Olivares is on the COVID Command Center and was part of a task force to develop a “surge plan” in case of a local outbreak. That plan included the creation of this unit.

“At any given time, we expected that there would be COVID-positive patients with psychiatric, acute psychiatric needs,” she said.

Since May, when the unit first opened, seven people have been treated. Treatment has lasted up to 15 days, but on average, patients are hospitalized for about five days.

It’s a long way from the era of institutionalization. Olivares said that inpatient care is no longer what it was decades ago when there were large psychiatric centers and state mental hospitals.

“There would be 3,000 to 5,000 patients or residents who would be admitted there and stay there for the rest of their lives,” said Olivares. 

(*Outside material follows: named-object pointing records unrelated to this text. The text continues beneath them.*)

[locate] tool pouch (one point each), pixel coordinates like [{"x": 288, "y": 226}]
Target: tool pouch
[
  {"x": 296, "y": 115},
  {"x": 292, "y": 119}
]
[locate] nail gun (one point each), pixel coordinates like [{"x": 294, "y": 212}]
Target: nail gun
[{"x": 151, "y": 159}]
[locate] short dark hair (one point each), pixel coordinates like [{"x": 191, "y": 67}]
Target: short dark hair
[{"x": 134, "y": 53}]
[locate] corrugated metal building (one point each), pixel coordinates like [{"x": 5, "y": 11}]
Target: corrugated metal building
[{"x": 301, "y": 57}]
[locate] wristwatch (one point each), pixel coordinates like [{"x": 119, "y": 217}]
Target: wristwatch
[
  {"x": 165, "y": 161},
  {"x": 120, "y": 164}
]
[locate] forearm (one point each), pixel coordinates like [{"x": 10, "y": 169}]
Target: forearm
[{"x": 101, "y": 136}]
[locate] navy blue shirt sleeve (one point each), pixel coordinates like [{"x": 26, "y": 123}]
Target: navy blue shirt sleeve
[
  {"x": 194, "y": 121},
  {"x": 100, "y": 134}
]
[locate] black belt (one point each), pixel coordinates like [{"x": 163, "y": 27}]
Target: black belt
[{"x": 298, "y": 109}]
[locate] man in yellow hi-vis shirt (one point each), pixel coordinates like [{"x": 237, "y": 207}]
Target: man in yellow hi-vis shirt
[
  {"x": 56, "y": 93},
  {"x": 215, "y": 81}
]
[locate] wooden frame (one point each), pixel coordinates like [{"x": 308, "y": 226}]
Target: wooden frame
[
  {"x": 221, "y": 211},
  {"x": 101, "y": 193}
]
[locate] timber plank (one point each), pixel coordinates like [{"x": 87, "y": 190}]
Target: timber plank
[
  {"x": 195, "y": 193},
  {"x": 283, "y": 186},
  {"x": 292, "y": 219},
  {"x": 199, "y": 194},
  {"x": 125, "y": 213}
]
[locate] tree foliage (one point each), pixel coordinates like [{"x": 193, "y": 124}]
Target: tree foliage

Dr. Kevin Brazill became a psychiatrist after working in forestry and environmental issues in the Catskills and Hudson regions.
Credit Provided by Kevin Brazill

Instead, psychiatric care has largely transitioned to community-based care, which is what patients often receive after their hospitalization. Brazill said that before someone can be released, they need to have an “ironclad” outpatient treatment plan in place.

And if a patient starts to present worsening COVID-19 symptoms, there is a liaison team of medical staff ready to care for them. Having familiar faces throughout the process can help patients feel safe and improve the quality of their care, he said.

“There’s a lot of fear among people who have had severe mental illness of the medical system because many times they've not had the most positive experiences,” said Brazill.